さらに、マスク生活の影響で口呼吸がクセになっている人も増え、口腔乾燥が慢性化しているケースも目立っています。これがスポーツドリンクの酸や糖と組み合わさると、虫歯・酸蝕症・歯周病のリスクが一気に高まるのです。

7.飲みすぎ注意!スポーツドリンクで起こる体の不調とは

スポーツドリンクと体調の関係

夏に汗をかいたとき、体内では水分だけでなくマグネシウム・カルシウム・カリウム・亜鉛といった大切なミネラルも失われていきます。

スポーツドリンクに含まれる大量の砂糖(主にブドウ糖や果糖)は、摂取後すぐに血糖値を急激に上昇させます。これに対し、体はインスリンを大量に分泌し、血糖値を下げようと反応しますが、このプロセスには多くのビタミンB群(特にB1、B6)やビタミンCが使われます。

つまり、糖を処理するために必要な栄養素が体内で一気に消耗されてしまうのです。これにより起こる影響は以下の通りです:

・疲れがとれにくくなる(B群の不足)
・イライラしやすくなる(神経伝達物質が作られにくくなる)
・免疫力の低下(ビタミンC不足による抗酸化力の低下)
・粘膜が荒れやすくなる(口腔内・喉・胃腸のトラブル)

スポーツドリンクを頻繁に飲む習慣がある方ほど、体は目に見えない“栄養の赤字”状態になっている可能性があります。日頃からバランスの良い食事を心がけ、必要であればサプリメントなどで栄養補助を行うのも一つの方法です。

【まとめ】スポーツドリンクとの付き合い方と予防歯科の大切さ

歯科医院のスタッフ

スポーツドリンクは、一見すると夏の暑さや熱中症対策に便利な飲み物と思われがちですが、実際には糖分や酸が多く含まれており、体にとって負担となる面も少なくありません。

虫歯や酸蝕症、知覚過敏などお口の中への影響や、栄養バランスの乱れにもつながる可能性があります。

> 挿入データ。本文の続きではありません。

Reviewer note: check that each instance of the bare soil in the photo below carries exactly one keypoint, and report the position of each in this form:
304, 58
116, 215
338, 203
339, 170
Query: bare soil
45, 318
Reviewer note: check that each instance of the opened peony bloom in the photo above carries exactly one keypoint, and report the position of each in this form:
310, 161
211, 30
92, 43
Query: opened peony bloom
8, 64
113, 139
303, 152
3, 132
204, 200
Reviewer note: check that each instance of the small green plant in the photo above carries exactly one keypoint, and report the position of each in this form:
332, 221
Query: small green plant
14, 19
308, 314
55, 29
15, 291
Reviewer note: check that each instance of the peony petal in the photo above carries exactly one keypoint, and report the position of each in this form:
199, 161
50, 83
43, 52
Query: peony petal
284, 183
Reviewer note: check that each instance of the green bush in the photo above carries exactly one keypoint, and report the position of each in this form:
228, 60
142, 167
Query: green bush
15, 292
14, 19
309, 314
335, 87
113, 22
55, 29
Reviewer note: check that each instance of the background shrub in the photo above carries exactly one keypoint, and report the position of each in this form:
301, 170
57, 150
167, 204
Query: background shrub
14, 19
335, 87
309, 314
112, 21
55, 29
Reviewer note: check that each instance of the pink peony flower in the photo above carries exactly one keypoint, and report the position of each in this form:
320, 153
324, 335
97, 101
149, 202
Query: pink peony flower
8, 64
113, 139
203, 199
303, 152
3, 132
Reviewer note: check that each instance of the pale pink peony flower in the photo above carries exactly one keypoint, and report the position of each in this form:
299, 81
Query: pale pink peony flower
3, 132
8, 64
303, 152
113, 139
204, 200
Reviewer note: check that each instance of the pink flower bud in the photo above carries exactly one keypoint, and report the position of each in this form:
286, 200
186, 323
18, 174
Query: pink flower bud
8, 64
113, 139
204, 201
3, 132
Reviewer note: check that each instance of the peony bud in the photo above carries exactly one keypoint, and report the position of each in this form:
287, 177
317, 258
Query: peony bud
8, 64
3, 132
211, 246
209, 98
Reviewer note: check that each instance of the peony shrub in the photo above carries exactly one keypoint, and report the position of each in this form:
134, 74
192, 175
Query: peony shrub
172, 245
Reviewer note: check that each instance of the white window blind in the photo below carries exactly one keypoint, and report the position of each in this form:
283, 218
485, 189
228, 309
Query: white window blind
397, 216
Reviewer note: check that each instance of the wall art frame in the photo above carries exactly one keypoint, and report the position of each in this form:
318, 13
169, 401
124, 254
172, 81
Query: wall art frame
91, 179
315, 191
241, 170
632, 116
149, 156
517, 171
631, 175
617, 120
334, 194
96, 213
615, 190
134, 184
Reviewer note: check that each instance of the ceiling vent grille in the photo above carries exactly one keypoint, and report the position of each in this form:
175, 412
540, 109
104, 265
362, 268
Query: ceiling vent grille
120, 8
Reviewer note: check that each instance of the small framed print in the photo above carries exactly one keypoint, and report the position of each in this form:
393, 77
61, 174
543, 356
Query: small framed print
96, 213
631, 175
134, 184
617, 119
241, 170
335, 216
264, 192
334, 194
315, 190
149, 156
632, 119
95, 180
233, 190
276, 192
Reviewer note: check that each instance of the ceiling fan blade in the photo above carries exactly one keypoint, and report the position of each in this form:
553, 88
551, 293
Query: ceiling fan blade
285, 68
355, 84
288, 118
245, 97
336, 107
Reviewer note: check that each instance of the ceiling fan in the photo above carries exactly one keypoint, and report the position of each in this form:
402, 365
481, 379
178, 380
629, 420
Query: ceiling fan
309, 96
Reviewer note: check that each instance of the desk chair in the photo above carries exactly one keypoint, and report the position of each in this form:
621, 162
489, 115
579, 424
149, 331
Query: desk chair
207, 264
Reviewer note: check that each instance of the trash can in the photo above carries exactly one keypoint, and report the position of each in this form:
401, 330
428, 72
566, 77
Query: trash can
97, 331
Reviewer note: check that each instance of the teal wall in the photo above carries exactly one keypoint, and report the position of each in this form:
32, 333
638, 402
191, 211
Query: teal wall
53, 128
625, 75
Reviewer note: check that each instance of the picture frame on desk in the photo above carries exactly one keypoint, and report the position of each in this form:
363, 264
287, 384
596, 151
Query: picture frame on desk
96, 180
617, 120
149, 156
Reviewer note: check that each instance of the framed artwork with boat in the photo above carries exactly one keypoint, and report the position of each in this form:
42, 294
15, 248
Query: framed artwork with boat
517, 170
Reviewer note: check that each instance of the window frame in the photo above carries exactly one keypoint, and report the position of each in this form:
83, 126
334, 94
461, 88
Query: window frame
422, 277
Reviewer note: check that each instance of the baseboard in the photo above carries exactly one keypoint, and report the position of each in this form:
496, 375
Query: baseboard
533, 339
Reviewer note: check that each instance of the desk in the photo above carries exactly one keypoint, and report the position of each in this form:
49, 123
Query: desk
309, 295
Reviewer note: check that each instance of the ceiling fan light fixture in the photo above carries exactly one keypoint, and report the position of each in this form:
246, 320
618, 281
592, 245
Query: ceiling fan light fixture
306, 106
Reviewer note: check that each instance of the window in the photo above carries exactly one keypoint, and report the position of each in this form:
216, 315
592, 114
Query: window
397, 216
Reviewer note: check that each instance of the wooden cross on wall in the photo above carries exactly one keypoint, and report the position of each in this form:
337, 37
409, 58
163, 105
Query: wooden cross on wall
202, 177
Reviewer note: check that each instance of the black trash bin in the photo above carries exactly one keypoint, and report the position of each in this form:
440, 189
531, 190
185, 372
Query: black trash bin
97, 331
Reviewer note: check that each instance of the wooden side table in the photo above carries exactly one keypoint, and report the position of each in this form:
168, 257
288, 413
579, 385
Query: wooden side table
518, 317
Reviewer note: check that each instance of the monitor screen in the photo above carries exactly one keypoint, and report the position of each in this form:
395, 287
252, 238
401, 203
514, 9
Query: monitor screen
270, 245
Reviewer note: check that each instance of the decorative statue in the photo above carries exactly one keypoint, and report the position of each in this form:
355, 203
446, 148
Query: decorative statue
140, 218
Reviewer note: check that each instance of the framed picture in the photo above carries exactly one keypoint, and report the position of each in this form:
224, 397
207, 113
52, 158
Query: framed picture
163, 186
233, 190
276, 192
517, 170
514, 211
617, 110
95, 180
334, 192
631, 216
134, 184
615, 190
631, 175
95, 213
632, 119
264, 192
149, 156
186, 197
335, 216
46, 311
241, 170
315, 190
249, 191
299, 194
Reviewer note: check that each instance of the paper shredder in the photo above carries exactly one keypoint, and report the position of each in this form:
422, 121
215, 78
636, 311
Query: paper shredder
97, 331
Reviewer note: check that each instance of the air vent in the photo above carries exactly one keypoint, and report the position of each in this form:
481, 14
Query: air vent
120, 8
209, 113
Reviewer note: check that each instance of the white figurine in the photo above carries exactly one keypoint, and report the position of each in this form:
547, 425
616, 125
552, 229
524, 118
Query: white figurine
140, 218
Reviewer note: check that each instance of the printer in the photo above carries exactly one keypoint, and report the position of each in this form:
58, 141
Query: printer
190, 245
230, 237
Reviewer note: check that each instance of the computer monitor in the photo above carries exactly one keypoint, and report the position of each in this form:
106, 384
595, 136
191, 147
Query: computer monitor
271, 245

スポーツドリンクを毎日のように飲んでいる方や、お子さんが習慣的に口にしているご家庭では、一度その飲み方を見直してみることをおすすめします。

普段の水分補給には、お水や無糖のお茶といった歯にやさしい飲み物を選んでいただけると安心です。どうしてもスポーツドリンクが必要な時は、「飲んだあとにお水でうがいする」「だらだら飲まない」といった、ちょっとした工夫でも歯への負担を減らすことができます。

当院では、虫歯や歯周病の治療だけでなく、お一人おひとりのライフスタイルやご家庭のリズムに合わせて、ムリのないケアの方法を一緒に考えさせていただいています。小さなお悩みもどうぞ遠慮なくご相談くださいね。

暑い夏を気持ちよく過ごすためにも、からだの外だけでなく、お口の中からの健康にも目を向けていきましょう。歯を大切にすることは、未来の自分を大切にすることでもあります。